Again, it is Drupal’s fault for using a dev reference in a stable tag, but please please, do not make a 1.3.x-dev based on the 1.3.1 tag. It would be better to do nothing than to do that.

this is useless. A dev-master branch alias has no effect outside the master branch.

@stof , here my suggestion in more details:

1. master branch have alias from dev-master to 1.4.x
2. 1.3 branch have alias from dev-1.3 to 1.3.x

Since Packagist will read composer.json in all of the branches it will end up creating 2 aliases:

• one pointing to master branch
• another one pointing to 1.3 branch

Are you certain this won’t work?

but then, are we expected to create the same mess again each time we release a minor version ?

Nope. We should mention in README, that people shouldn’t depend on aliases at all. If they will, then we promise no support.

Please just create a 1.4.0 tag, so drupal can update it’s composer file to fix this mess.

To summarize I see several solutions (in above comments) that involve changing composer.json file in projects, that use Mink.

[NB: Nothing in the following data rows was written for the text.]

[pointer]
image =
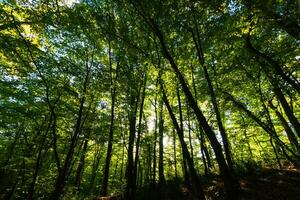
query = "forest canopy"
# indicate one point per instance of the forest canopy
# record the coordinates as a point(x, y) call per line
point(144, 99)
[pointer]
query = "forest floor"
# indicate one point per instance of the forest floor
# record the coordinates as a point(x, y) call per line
point(263, 184)
point(266, 184)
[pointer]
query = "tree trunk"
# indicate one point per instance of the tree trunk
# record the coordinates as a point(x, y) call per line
point(199, 194)
point(161, 147)
point(231, 185)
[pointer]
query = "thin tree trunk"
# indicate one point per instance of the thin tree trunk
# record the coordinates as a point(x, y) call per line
point(139, 128)
point(161, 147)
point(199, 194)
point(213, 97)
point(231, 185)
point(111, 128)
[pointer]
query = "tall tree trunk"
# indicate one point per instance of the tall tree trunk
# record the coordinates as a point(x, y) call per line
point(62, 174)
point(174, 153)
point(231, 185)
point(161, 147)
point(80, 168)
point(184, 166)
point(111, 128)
point(199, 194)
point(197, 42)
point(39, 159)
point(136, 160)
point(131, 180)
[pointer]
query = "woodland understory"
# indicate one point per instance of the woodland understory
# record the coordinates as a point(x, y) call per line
point(149, 99)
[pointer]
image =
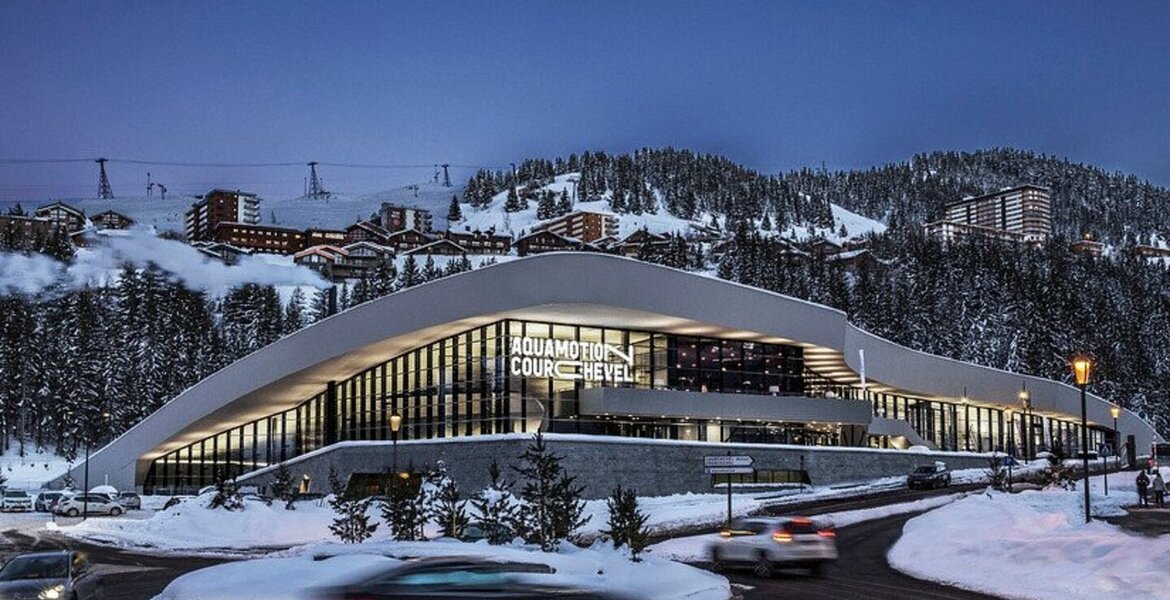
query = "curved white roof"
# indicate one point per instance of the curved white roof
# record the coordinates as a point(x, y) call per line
point(583, 288)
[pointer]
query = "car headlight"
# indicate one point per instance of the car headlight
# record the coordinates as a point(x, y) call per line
point(52, 593)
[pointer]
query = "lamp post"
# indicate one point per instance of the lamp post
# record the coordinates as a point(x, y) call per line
point(1082, 369)
point(396, 423)
point(1026, 422)
point(1011, 446)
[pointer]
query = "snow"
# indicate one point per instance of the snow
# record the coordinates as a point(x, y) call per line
point(101, 263)
point(693, 549)
point(294, 573)
point(1036, 545)
point(33, 470)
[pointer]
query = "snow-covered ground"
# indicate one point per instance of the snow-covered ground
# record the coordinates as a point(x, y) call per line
point(694, 549)
point(33, 470)
point(293, 574)
point(1036, 545)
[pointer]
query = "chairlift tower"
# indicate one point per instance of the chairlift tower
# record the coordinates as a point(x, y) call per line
point(316, 190)
point(103, 183)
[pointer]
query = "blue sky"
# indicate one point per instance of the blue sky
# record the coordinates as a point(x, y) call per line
point(775, 85)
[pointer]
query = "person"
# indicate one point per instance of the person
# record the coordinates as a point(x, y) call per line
point(1143, 484)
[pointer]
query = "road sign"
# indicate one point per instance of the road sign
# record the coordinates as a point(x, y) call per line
point(728, 461)
point(728, 470)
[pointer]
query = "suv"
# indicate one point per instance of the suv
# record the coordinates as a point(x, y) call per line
point(15, 500)
point(130, 500)
point(97, 504)
point(929, 476)
point(768, 544)
point(46, 500)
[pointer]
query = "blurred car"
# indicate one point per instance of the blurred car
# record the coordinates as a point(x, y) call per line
point(130, 500)
point(459, 578)
point(768, 544)
point(929, 476)
point(95, 503)
point(46, 576)
point(15, 501)
point(45, 501)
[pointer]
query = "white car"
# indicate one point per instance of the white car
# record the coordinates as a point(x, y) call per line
point(766, 544)
point(97, 504)
point(15, 500)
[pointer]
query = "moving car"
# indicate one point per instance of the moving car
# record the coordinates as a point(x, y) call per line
point(460, 578)
point(46, 576)
point(46, 500)
point(130, 500)
point(97, 504)
point(15, 501)
point(929, 476)
point(768, 544)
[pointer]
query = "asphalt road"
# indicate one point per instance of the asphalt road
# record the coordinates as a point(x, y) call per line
point(118, 574)
point(860, 572)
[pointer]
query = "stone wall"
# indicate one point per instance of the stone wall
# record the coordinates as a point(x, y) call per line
point(652, 467)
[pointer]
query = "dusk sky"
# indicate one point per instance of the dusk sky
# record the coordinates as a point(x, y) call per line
point(773, 85)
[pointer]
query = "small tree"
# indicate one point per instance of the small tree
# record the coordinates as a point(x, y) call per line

When implemented they will allow using master branch and not get all tests broken because of an alias change.

P.S.

• As an open-source project nothing is really guaranteed except likely passing tests on Travis CI.
• If somebody does have free time to spend on moving this project forward, then we’re (as maintainers) looking forward to it.

tbh. I also do think, that the Mink maintainers are partially responsible for this mess. As you did not release a new version for three years, projects were more or less forced to use the -dev tag.

Thank you @oleg-andreyev ! I realize that that’s not ideal but that alias was published on Packagist and people started using it relying on the fact that, since it was published, it would not be removed.

I’d consider keeping this as a permanent solution for the issue, also in future, when 1.5.0 will be released.